Con oltre 4,8 milioni di cittadini rifugiati in Europa, il nuovo ministero dell’Unità Nazionale coordina iniziative per mantenere l’identità ucraina e favorire il ritorno post-bellico
A quattro anni dall’inizio dell’invasione russa su larga scala, l’Ucraina lancia un’offensiva diplomatica e sociale rivolta non al nemico, ma ai propri cittadini fuggiti all’estero. Con oltre 4,8 milioni di ucraini protetti temporaneamente in Europa, Kiev ha creato il ministero dell’Unità nazionale, affidato a Oleksiy Chernyshov, ex vice primo ministro, con un mandato chiaro: mantenere vivi i legami con la diaspora e motivare il ritorno post-bellico.
“Più la guerra continua, più gli ucraini si integrano in altri Paesi,” ha dichiarato Chernyshov, sottolineando la necessità di un legame costante, anche solo simbolico, con chi oggi vive fuori dai confini nazionali.
“Unity Hub”: i centri all’estero che aiutano i rifugiati ucraini
La risposta concreta di Kiev sono i “Unity Hub”, centri multifunzionali aperti in diverse città europee. L’obiettivo? Fornire supporto legale, psicologico, culturale ed educativo ai rifugiati ucraini, aiutandoli a integrarsi nei Paesi ospitanti, senza perdere il legame con le proprie radici. Ma soprattutto, questi spazi avranno il compito di mantenere viva la prospettiva del ritorno, una volta raggiunta una pace stabile.
L’iniziativa ha ottenuto l’appoggio della Commissione europea, che ha esteso il regime di protezione temporanea fino a marzo 2027. “Questo offre più di 20 mesi di chiarezza per pianificare la propria vita”, ha spiegato Chernyshov, che punta a trasformare i rifugiati in protagonisti della ricostruzione.
La diaspora ucraina come risorsa per l’Europa
L’integrazione lavorativa dei rifugiati ucraini è stata sorprendentemente rapida. Secondo l’Ocse e la Rete europea per le migrazioni, la partecipazione al mercato del lavoro da parte dei beneficiari di protezione temporanea (BoTP) ha superato il 40 per cento in Paesi come Estonia, Lituania, Danimarca e Paesi Bassi. In Polonia, il tasso di occupazione ha toccato il 60 per cento. Più basse invece le percentuali in Germania (18 per cento) e Svizzera (14 per cento).
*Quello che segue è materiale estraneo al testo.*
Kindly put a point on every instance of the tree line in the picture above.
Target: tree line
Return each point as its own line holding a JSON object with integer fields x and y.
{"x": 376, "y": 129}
“Gli ucraini sono professionisti qualificati, e i mercati del lavoro europei competono per integrarli”, ha spiegato Chernyshov, sottolineando che questa esperienza potrà essere cruciale per il futuro economico dell’Ucraina.
Il ritorno in Ucraina? Possibile solo con pace stabile
Il governo ucraino sa che il ritorno dei rifugiati dipende da due fattori chiave: pace e opportunità. “Una volta che l’Ucraina sarà ricostruita, i Paesi europei cercheranno collaboratori locali per progetti di ripresa. Chi meglio degli ucraini già integrati nei loro sistemi economici?”, ha detto Chernyshov.
Tuttavia, avverte, il ritorno non potrà essere imposto. Nessuna pressione o obbligo. “Non possiamo e non vogliamo costringere nessuno a tornare. Solo l’amore per l’Ucraina e il successo del Paese potranno motivare chi è partito”.
Bruxelles nomina un inviato speciale per i rifugiati ucraini
Per rafforzare il coordinamento tra l’Ue e Kiev, la Commissione europea nominerà un inviato speciale per gli ucraini protetti temporaneamente. Il suo compito sarà fornire informazioni su come gestire la transizione verso nuovi status giuridici, ma anche facilitare, gradualmente, il rientro in patria quando le condizioni lo permetteranno.
Un ritorno che, sottolineano da Kiev, non può essere solo una questione amministrativa. Finché la guerra continuerà e le città saranno sotto attacco, la sicurezza sarà il primo ostacolo.
Il ritorno dipenderà dalla fine della guerra, non da Kiev o Bruxelles
Molti rifugiati sono già rientrati temporaneamente o stabilmente quando le condizioni lo hanno consentito. “Nel marzo 2022, migliaia sono tornati a Kiev non appena è stato possibile”, ha ricordato Chernyshov.
Ma finché Mosca continuerà la sua aggressione, le prospettive di un ritorno massiccio rimarranno incerte. La decisione, per molti, non sarà presa a Bruxelles o a Kiev, ma sul campo di battaglia.
“Solo una pace duratura – ha concluso Chernyshov – potrà trasformare i ‘Unity Hub’ da spazi di supporto all’estero in ponti per tornare a casa.”